Holiday reading time and I’ve just finished A Postcard from the Volcano by Lucy Beckett. It tells the story of a young Prussian Count Max von Hofmannswaldau as he grows up and reaches adulthood through two world wars. Max makes friends with a Polish aristocrat and the story is woven around their different paths towards truth and the wholesale madness that takes over Germany as the country slides with ever increasing speed into the horror of Nazism.
Beckett’s knowledge of history is deep and profound. She has been criticized by some reviewers for using her characters to explain the history and philosophy that ended Prussia and brought poor Germany to such a terrible place. But I liked the way the characters argued with each other over what had happened and how the wise Classical Tutor kept his boys thinking right up to the point where all minds were closed and made Nazi.
Rather alarmingly there are far too many parallels with today’s media and Government approach. New laws in America in particular (as well as less obvious laws here in the UK) are very similar to those that came out in Germany before the Second World War in which people could be arrested and detained without trial or hope of justice. As Pro-life and pro-family people around the First World are targeted by police today, so pro-life and pro-Jewish people were targeted then.
The history of the world wars is a vital part of our human history in that it really can teach us and warn us.

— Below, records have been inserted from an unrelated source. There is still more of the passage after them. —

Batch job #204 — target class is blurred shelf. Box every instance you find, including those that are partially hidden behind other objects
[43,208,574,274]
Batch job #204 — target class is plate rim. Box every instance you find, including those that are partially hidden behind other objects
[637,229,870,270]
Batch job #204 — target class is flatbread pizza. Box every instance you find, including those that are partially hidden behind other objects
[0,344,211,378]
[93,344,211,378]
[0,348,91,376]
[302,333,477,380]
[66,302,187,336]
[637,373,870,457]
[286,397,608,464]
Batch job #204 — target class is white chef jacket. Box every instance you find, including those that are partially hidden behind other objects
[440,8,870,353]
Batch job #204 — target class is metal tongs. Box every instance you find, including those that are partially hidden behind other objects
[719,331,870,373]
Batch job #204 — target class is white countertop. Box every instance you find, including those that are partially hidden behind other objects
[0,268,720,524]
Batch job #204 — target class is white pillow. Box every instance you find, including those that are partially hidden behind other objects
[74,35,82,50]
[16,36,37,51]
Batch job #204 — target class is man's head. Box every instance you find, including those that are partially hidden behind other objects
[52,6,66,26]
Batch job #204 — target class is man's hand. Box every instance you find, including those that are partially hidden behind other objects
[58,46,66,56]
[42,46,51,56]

It is with sadness that so much of what Beckett writes in her rich truthfully historical novel is still happening and repeating today.
Some of the men are offered scientific research posts in which they are to prove the Aryan race is superior and the Jews are less human. Just as today scientists are rewarded for “science” that helps the Government and Insurance industry wash it’s hands of sick people, so it was then.

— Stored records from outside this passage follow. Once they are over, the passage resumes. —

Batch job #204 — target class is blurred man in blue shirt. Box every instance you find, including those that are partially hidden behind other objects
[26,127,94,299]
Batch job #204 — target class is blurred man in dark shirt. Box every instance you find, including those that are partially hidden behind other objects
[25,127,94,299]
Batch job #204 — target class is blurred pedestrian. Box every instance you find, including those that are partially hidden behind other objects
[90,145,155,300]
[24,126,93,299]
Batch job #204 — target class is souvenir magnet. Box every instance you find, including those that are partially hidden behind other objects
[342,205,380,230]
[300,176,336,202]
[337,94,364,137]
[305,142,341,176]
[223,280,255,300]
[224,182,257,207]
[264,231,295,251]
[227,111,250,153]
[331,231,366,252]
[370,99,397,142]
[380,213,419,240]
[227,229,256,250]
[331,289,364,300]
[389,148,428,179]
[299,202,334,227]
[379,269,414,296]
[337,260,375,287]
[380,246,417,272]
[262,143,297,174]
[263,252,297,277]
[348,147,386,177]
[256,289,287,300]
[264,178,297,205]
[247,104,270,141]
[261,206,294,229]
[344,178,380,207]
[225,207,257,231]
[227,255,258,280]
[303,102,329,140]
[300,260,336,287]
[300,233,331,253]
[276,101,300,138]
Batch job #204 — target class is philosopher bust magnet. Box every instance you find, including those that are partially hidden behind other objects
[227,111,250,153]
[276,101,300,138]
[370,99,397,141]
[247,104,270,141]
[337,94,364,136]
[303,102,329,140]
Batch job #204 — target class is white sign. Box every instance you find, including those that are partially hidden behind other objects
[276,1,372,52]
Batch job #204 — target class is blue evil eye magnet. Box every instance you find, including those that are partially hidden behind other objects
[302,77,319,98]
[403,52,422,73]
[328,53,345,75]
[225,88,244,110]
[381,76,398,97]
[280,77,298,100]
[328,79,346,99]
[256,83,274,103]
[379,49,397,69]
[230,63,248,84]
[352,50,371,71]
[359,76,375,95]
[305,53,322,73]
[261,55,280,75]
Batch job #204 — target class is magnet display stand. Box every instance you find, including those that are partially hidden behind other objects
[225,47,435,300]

Three wise men hold Max’s life together as he negotiates the pitfalls of growing up and learning love. His tutor at home Dr. Mendel is wise but too saddened and perhaps too influenced by the pagan Roman culture he teaches. Max’s grandfather Dr. Meyer who builds a harpsichord showing that in good music there is still hope and in Bach there is still a soul for Germany.
I am sure I read or heard once that someone had said that the music of Bach was a proof for the existence of God. Bach does shine gently throughout the story, an old portrait of the great musician and composer being a sort of presence in Max’s life, along with the violin that Max plays.
Finally there is the very wise Dr Fischer who is the tutor at the Gymnasium Max attends.
Breslau is a city full of a mix of people, Jews, Germans from all over old Prussia, Austrians and Poles and more. It could have been a wonderful cultural sharing space for music and art and learning. The people are like people everywhere, good, bad, saintly and evil.
One thing that interested me was the realization (I hadn’t known this) that the economy of Germany was already on the mend when Hitler came to power. The people didn’t need to blame the Jews or the Poles or the Catholics. They were on the way up already. But something was already “rotten in the state of Denmark” as Max’s friend Zapolski who plays Hamlet while they are at University notes.
Shakespeare’s Hamlet is a backdrop to the thought that runs through the book. Playing the role has a profound effect on the Nietzsche loving Zapolski for Shakespeare’s worldview is diametrically different from Neitzsche’s.
While there’s a lot in the book that points to how a good culture based on fine thought like Goethe, Shakespeare, Alfred Lord Tennyson and of course the wonderful Bach can steer a person around the banality of evil, there’s some points that are missing in the story.
Beckett talks about the beliefs of the local parish priest, one a true Christian, another a Nationalist and anti-Semite, but she never mentions the Vatican Document Mit Brennender Sorge (With Burning Zeal) which was and is the only Vatican document to be written and promulgated in German. All documents are usually made in Latin and then translated. This document was given out on Passion Sunday (Mar 14th) 1937 and spoke strongly and clearly against the rise in Hitler’s National Socialism. I think it’s a strange thing to leave out when she was clear about the Concordat, which of course Hitler signed but reneged on. I personally don’t have an issue with the Concordat that some people have. The Holy Father saw what was coming, he’d warned the Bavarian people against voting for Hitler and in very large part they didn’t. He was trying to save his people as best he could. That seems a good thing to me.
Becket traces the culture of evil that in some ways made Hitler inevitable from Nietzsche through social Darwinism, runaway materialism and all this built on fear and loss for Germany. Luther is condemned but Darwin let off the hook somewhat. I am not sure what I make of that.
If you want to get to understand how those wars came about, reading this book straight after the Head of the House of Coombe and Robin is a really good way to learn. They are very different books, written with a different style but they both show facets of the culture and thought that made the 20th century into such a century of slaughter.
I wish we would learn. But we don’t.